443: “What do you think games do?” (Yoon Ha Lee)

                “[…] what do you think games do? What are they about?” [asked Jedao.]
                The flippant answers weren’t going to be right, but [Captain Kel Cheris] had no idea what he was after. “Winning and losing?” she said. “Simulations?”
                -Yoon Ha Lee, Ninefox Gambit

                Years ago, in college, I started playing pool–and ended up liking it!–because “Do you want to play pool?” seemed like a more socially acceptable question then “Do you want to hangout and see if maybe we’re friends?” In graduate school I’ve played a lot of board games for a similar reason: I like the games, and I especially like the space they make to spend time with people. Although that’s not all they do: they also end up frustrating. Sometimes they encourage a kind of competition that ends up changing my interactions in ways I don’t like. Although that’s not all they do: they play out little versions of reality. What if we were kids trying to crack someone’s codes (The Initiative)? What if we were a group of explorers lost below ground (Sub Terra)? And of course, that kind of “what if” also isn’t all games do.

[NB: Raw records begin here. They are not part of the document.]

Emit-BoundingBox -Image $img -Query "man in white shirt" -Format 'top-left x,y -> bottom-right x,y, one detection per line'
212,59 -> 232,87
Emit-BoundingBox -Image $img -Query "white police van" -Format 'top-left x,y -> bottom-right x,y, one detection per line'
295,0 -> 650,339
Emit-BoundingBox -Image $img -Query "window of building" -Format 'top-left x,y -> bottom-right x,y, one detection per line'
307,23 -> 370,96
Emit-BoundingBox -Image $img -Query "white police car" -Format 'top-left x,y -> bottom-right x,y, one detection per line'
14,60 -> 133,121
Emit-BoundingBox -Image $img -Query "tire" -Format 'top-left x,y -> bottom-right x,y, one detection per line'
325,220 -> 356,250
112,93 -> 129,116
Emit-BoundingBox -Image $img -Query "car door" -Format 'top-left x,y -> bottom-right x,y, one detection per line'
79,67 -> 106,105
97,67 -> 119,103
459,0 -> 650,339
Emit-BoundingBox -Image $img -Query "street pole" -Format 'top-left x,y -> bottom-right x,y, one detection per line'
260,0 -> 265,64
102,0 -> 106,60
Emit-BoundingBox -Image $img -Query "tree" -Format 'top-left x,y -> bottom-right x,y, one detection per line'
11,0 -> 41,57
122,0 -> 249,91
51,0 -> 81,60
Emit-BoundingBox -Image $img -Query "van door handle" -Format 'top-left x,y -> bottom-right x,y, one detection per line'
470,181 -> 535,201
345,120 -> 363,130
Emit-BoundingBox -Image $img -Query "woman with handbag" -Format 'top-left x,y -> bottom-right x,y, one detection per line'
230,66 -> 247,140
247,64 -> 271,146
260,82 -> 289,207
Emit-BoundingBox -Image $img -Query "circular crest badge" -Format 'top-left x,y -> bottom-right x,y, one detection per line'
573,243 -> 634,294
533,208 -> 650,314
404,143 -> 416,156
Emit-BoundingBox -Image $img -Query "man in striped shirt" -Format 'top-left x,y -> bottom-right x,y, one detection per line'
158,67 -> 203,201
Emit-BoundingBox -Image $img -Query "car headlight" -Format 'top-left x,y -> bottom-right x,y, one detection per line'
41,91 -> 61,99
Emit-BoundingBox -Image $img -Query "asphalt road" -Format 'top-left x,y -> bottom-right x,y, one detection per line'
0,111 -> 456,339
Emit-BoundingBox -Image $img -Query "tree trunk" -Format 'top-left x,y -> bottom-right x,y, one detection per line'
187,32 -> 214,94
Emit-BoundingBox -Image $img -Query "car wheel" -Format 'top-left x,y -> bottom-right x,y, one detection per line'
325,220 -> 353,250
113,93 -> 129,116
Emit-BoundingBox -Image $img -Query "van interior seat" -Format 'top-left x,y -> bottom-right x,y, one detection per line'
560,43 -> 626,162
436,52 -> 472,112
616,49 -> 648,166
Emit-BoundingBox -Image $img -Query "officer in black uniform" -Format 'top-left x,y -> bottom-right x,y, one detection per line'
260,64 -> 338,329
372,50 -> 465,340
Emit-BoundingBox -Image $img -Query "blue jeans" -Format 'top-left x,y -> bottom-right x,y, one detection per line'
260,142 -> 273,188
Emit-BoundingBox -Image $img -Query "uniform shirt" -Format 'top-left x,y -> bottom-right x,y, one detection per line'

                I love Yoon Ha Lee’s playful (and in context, deadly serious—if you read the book you’ll see) explanation of games because it opens into answers behind answers. What a game does, what it’s about, depends on how we engage with it. How we pick it up. I’ve been thinking about that today because I’ve been playing games on boardgamearena.com and just getting more frustrated. But then again, the way I’ve been playing, I wasn’t enjoying the time with other players. (In 2020 boardgamearena.com was a wonderful and bizarre way to share twenty minutes with people social distancing all over the world). The way I was playing, I wasn’t relishing how a simple set of rules makes different strategies possible. I was playing as I worried about the other tasks I had. Playing as a kind of pretend avoidance, or as the pretense of doing something while I worried about being productive. Yoon Ha Lee reminds me that “playing a game” isn’t always an answer for what I’m doing. It’s also the beginning of a question: what’s that “doing” about? What are all the different things that “doing” might do?